I Dacia Sandriders trionfano alla Dakar 2026

La Dakar non perdona, mette alla prova uomini e mezzi come nessun’altra competizione al mondo. Ed è proprio su queste piste estreme, tra dune, rocce e chilometri infiniti nel deserto saudita, che i Dacia Sandriders hanno scritto una pagina storica del motorsport, conquistando la vittoria assoluta alla 48ª edizione del Rally Dakar.

A firmare l’impresa sono Nasser Al-Attiyah e Fabian Lurquin, protagonisti di una gara impeccabile che li ha portati sul gradino più alto del podio con 9 minuti e 42 secondi di vantaggio sugli avversari. Un successo che ha il sapore dell’eccezionalità se si considera che per Dacia si tratta solo della seconda partecipazione alla Dakar, la prima stagione completa nel Campionato Mondiale FIA di Rally-Raid.

Una Dakar dominata con intelligenza e solidità

Dopo 13 tappe, quasi 8.000 chilometri percorsi e condizioni di gara tra le più dure al mondo, i Sandriders hanno dimostrato una straordinaria combinazione di velocità, affidabilità e strategia. Due vittorie di tappa, una presenza costante ai vertici della classifica e una sola uscita dalla Top 3: numeri che raccontano una supremazia costruita giorno dopo giorno, senza mai cedere alla pressione.

Nell’ultima tappa attorno a Yanbu, Al-Attiyah e Lurquin hanno gestito il vantaggio con lucidità, scegliendo la prudenza come arma decisiva per trasformare un sogno in realtà.

Quattro al traguardo nella Top 11, la forza di un team

Il successo dei Dacia Sandriders non si esaurisce nella vittoria assoluta. Tutti e quattro gli equipaggi del team hanno concluso la Dakar, un risultato tutt’altro che scontato in una gara dura come questa.

  • Sébastien Loeb ed Édouard Boulanger hanno chiuso al quarto posto assoluto, sfiorando il podio per appena 37 secondi dopo una Dakar combattuta fino all’ultimo chilometro.
  • Lucas Moraes e Dennis Zenz, al debutto con il team, hanno conquistato un eccellente settimo posto finale.
  • Cristina Gutiérrez e Pablo Moreno hanno completato la loro gara in undicesima posizione, dimostrando grande determinazione e spirito di squadra.

Quattro vetture nelle prime 11 della classifica: una prova concreta della solidità del progetto Dacia Sandrider.

Un successo che va oltre il risultato

Per Nasser Al-Attiyah questa vittoria rappresenta la sesta Dakar in carriera, consacrandolo definitivamente tra le leggende di questa competizione. Per Fabian Lurquin, invece, è la prima vittoria assoluta, nonché un risultato storico per un navigatore belga nella categoria auto.

Ma soprattutto, questo trionfo è il simbolo di un lavoro collettivo: ingegneri, meccanici, tecnici, partner e piloti uniti da una visione comune.

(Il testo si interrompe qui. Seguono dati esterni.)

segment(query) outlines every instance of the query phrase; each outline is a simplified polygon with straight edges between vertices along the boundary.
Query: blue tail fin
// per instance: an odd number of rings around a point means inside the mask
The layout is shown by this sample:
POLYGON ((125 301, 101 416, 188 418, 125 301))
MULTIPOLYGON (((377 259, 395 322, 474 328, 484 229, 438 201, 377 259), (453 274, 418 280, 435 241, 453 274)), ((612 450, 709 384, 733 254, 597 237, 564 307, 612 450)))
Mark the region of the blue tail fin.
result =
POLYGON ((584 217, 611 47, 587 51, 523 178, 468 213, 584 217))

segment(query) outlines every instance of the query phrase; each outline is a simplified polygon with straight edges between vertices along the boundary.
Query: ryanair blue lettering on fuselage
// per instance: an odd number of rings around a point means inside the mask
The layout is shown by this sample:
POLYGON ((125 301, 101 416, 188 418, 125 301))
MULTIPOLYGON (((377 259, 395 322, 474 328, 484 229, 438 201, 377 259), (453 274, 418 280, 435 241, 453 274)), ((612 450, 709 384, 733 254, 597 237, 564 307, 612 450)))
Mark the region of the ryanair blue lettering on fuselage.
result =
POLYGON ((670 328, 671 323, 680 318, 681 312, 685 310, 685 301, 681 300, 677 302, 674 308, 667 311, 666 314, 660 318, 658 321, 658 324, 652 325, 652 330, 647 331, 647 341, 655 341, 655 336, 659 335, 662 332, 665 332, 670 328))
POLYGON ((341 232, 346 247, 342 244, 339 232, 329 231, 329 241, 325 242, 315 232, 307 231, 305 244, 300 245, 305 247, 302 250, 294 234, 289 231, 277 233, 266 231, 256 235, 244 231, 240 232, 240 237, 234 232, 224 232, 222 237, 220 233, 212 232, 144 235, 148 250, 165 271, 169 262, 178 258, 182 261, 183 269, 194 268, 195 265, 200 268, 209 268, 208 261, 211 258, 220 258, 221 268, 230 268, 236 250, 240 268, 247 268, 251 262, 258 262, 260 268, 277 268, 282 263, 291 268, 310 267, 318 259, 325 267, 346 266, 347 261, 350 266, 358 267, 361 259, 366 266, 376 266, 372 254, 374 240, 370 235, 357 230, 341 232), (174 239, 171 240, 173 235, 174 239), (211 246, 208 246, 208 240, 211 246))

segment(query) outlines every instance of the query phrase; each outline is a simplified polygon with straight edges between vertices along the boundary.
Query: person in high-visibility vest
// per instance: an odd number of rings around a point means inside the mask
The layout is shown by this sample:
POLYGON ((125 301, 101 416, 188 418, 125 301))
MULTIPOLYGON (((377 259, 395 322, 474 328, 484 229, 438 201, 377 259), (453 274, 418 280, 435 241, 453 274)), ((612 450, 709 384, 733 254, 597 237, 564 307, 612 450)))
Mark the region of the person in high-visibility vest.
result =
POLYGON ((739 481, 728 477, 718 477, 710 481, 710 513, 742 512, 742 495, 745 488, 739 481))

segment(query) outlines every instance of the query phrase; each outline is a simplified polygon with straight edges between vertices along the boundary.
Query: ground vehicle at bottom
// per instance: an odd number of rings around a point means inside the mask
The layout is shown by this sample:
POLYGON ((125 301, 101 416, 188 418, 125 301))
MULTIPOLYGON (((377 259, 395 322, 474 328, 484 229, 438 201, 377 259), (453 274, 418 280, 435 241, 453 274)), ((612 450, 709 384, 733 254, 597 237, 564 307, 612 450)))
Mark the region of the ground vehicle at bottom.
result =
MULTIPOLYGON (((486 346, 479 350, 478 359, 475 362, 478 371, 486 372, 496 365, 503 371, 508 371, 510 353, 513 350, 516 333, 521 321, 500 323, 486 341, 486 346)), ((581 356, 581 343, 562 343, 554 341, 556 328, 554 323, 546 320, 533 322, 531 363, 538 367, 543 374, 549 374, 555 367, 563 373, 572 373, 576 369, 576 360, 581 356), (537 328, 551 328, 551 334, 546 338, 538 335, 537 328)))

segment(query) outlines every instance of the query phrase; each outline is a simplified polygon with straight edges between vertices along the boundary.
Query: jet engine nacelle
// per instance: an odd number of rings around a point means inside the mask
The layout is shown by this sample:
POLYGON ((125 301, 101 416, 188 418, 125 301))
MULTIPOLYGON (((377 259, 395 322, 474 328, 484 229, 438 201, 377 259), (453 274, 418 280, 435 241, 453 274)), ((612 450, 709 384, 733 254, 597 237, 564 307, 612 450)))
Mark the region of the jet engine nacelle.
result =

“Ce l’abbiamo fatta! Che impresa, che avventura, che risultato! Oggi è un momento storico e il maggior motivo di orgoglio per tutto il brand Dacia, ma anche per i nostri partner e clienti. È il frutto di un lavoro immenso, portato avanti da tanti talenti, e la dimostrazione che Dacia Sandrider è un’auto affidabile e robusta. Tutti i membri del team meritano pienamente questo risultato e possono essere molto orgogliosi di ciò che hanno realizzato, conquistando una vittoria così presto nella storia di Dacia nella Dakar” – ha dichiarato Katrin Adt, CEO del brand Dacia.

E ora lo sguardo è già al futuro

La vittoria alla Dakar non è un punto di arrivo, ma un nuovo inizio. Il prossimo obiettivo per i Dacia Sandriders è il Campionato Mondiale FIA di Rally-Raid, con la prossima sfida in programma in Portogallo. Dopo quanto visto nel deserto saudita, una cosa è certa: Dacia non è più una sorpresa, ma una nuova protagonista del rally-raid mondiale.